As a young man, Daniel resolved to remain obedient to God throughout his life. As we encounter him in his later years, we find that he stood firm in his decision to live for the Lord. Alistair Begg teaches that Daniel was distinguished because of his obedience to God and faithfulness in his work, yet for these reasons he was also despised by his peers. Looking to Daniel as an example, we are challenged to consider what it looks like to trust God and serve Him faithfully in the midst of a world that opposes Him.
Facing an edict forbidding prayer to anyone but the king, Daniel continued his established pattern of private prayer to Almighty God.

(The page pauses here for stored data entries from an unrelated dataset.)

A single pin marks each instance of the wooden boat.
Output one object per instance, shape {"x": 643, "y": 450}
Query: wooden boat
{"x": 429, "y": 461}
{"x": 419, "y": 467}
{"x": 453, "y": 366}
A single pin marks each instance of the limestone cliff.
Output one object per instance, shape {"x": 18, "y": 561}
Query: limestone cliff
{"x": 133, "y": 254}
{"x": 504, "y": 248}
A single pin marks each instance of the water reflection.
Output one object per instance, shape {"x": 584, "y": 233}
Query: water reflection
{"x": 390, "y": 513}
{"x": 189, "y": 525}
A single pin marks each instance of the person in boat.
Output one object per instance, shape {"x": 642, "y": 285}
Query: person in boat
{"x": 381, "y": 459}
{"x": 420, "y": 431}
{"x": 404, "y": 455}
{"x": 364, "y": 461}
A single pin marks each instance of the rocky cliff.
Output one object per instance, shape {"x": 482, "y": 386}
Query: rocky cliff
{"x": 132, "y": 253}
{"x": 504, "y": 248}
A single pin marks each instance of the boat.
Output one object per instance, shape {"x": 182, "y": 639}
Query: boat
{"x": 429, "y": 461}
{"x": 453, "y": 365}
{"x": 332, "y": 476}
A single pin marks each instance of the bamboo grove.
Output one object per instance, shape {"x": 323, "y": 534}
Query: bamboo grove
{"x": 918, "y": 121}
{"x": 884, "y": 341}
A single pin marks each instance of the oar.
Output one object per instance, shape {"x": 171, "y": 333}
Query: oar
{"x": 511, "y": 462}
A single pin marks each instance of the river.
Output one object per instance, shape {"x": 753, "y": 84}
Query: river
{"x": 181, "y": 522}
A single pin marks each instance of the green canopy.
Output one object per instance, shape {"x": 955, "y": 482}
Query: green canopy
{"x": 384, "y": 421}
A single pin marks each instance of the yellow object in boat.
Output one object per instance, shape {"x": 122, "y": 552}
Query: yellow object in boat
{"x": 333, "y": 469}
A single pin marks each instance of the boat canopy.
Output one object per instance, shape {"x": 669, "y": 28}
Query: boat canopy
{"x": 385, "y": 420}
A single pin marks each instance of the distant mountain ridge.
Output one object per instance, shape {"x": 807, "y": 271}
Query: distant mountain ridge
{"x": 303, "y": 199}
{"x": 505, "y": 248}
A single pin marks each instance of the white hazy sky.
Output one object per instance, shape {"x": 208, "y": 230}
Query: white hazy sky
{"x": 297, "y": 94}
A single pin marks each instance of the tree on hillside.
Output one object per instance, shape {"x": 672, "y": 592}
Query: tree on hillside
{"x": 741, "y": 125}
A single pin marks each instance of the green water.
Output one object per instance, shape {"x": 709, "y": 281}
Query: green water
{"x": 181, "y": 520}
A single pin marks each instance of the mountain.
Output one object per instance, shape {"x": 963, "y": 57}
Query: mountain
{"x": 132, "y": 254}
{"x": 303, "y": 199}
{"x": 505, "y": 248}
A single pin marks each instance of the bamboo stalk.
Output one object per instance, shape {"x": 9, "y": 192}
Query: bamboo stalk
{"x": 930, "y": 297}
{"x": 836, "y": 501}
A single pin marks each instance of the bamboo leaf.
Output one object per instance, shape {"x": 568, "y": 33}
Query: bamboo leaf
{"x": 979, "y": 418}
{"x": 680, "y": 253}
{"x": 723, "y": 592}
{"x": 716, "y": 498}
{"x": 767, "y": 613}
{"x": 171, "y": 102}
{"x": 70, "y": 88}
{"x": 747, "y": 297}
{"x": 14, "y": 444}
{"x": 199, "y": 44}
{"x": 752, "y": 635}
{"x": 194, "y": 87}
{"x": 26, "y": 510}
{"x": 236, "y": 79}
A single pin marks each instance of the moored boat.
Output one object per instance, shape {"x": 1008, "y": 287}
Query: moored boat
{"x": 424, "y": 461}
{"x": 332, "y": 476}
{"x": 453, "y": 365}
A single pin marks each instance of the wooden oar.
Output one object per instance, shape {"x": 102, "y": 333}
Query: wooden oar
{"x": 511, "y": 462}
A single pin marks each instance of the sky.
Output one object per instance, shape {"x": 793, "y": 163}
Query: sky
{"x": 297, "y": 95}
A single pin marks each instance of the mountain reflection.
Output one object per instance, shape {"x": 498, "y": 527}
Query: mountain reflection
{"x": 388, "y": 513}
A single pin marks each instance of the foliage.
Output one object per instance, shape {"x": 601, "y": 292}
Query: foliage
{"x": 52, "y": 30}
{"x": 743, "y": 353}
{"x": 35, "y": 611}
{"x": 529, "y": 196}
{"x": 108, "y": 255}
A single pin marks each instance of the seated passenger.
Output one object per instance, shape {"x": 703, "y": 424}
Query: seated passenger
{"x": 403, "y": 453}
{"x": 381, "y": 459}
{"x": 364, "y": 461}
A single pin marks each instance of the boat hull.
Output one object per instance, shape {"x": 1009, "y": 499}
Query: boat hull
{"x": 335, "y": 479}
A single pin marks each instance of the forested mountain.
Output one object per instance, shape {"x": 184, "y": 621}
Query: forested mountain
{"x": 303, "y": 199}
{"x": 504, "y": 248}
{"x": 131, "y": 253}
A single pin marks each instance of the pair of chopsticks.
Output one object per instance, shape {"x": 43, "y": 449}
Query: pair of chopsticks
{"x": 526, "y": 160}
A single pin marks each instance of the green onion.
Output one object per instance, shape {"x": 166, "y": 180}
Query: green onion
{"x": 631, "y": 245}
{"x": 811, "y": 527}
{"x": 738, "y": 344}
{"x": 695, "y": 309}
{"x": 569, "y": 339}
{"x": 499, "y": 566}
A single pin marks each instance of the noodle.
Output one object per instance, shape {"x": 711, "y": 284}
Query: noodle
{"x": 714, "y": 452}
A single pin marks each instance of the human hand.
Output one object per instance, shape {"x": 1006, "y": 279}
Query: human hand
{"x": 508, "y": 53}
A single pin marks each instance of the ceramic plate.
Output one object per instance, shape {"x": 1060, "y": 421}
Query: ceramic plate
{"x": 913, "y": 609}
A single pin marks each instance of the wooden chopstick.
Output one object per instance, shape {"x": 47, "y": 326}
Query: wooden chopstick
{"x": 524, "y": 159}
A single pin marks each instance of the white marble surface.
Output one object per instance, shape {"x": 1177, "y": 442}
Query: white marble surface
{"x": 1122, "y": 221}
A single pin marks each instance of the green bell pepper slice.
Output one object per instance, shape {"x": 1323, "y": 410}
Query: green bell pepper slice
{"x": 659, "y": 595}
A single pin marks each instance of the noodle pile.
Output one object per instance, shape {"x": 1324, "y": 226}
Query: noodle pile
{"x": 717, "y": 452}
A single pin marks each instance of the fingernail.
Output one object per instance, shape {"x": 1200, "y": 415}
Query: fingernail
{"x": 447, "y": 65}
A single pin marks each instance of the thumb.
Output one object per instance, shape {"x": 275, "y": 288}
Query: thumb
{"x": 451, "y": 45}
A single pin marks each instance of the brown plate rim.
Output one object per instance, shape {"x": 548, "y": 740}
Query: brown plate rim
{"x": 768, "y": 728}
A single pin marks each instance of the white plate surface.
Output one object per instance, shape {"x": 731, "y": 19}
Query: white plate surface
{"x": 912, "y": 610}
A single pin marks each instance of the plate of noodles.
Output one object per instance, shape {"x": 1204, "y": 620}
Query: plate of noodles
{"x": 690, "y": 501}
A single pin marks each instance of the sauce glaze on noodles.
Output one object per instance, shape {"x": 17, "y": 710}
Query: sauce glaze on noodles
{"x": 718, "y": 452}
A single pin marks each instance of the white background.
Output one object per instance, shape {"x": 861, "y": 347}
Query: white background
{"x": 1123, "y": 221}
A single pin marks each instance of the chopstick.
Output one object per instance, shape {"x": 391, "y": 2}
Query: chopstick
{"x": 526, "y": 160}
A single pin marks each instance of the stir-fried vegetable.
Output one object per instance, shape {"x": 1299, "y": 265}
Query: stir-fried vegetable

Alistair Begg explains that Daniel’s steady faithfulness, unjust suffering, and ultimate deliverance must point us forward to the greater conflict at hand. Despite the best efforts of the evil one to destroy the kingdom of God, our faithful Savior is victorious. We can look to Him in times of crisis knowing that He lives, reigns, and is mighty to save.
King Belshazzar threw an extravagant feast marked by sacrilege, idolatry, and pride. Although he knew how God had dealt with Nebuchadnezzar, Belshazzar failed to humble himself before the Lord. Alistair Begg explains that this story represents a major theme of Daniel, that God has authority over every earthly ruler and kingdom, and He is the only one worthy of our worship. No one is innocent before God, but He freely offers forgiveness to those who humble themselves before His goodness and power.
God warned Nebuchadnezzar in a dream to repent of his rebellion and pride, but he continued in sin, placing his trust in his own kingdom and authority. Alistair Begg reminds us that it is God’s great mercy that gives each person the opportunity to repent and turn to Him, but His justice awaits if we refuse. Understanding the sovereignty of God will either provoke us to rebellion or draw us to humbly bow before Him who establishes and removes the rulers of the earth.